I have been spending most of today with an error I just cannot figure out.
I am trying to do binary classification on structured data and all works perfectly fine during training but when I am trying to do prediction on the test-set it falls apart with the following error:
---------------------------------------------------------------------------
RuntimeError Traceback (most recent call last)
<ipython-input-67-0b44351ee6aa> in <module>()
----> 1 preds = learn.predict_dl(md.test_dl)
~/projects/fastai/fastai/learner.py in predict_dl(self, dl)

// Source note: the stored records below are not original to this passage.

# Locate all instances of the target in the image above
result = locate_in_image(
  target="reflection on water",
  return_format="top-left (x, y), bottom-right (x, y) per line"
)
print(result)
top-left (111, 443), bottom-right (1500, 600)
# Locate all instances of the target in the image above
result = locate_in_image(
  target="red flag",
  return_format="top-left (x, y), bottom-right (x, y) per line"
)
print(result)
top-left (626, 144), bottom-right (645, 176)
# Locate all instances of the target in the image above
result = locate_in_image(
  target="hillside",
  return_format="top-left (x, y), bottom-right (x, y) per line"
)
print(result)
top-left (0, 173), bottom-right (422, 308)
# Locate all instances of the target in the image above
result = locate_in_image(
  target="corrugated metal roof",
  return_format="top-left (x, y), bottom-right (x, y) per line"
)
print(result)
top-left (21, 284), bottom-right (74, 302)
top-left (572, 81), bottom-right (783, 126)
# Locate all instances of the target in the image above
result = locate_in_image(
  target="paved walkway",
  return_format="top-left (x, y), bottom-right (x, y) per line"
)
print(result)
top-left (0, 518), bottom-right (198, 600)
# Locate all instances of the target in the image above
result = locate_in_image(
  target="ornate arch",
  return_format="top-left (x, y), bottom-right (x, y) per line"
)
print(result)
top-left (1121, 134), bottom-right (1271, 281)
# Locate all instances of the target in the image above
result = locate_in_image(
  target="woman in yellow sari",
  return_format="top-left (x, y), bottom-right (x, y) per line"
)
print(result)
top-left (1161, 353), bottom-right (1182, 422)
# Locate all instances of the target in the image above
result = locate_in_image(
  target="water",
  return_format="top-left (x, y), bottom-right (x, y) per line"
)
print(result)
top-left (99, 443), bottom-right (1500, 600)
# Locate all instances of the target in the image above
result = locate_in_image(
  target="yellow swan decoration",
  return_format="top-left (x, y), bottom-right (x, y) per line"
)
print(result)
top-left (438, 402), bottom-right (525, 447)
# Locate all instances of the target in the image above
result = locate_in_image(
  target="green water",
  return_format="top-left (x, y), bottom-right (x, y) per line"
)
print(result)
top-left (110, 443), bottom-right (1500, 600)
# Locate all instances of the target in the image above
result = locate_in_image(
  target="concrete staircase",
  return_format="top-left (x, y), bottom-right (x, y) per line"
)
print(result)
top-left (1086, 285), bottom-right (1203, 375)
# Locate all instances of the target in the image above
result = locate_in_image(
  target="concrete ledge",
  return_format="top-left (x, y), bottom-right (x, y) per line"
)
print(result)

266 return predict_with_targs(self.model, dl)
267
--> 268 def predict_dl(self, dl): return predict_with_targs(self.model, dl)[0]
269
270 def predict_array(self, arr):
~/projects/fastai/fastai/model.py in predict_with_targs(m, dl)
150
151 def predict_with_targs(m, dl):
--> 152 preda,targa = predict_with_targs_(m, dl)
153 return to_np(torch.cat(preda)), to_np(torch.cat(targa))
154
~/projects/fastai/fastai/model.py in predict_with_targs_(m, dl)
146 if hasattr(m, 'reset'): m.reset()
147 res = []
--> 148 for *x,y in iter(dl): res.append([get_prediction(m(*VV(x))),y])
149 return zip(*res)
150
~/anaconda2/envs/fastai/lib/python3.6/site-packages/torch/nn/modules/module.py in __call__(self, *input, **kwargs)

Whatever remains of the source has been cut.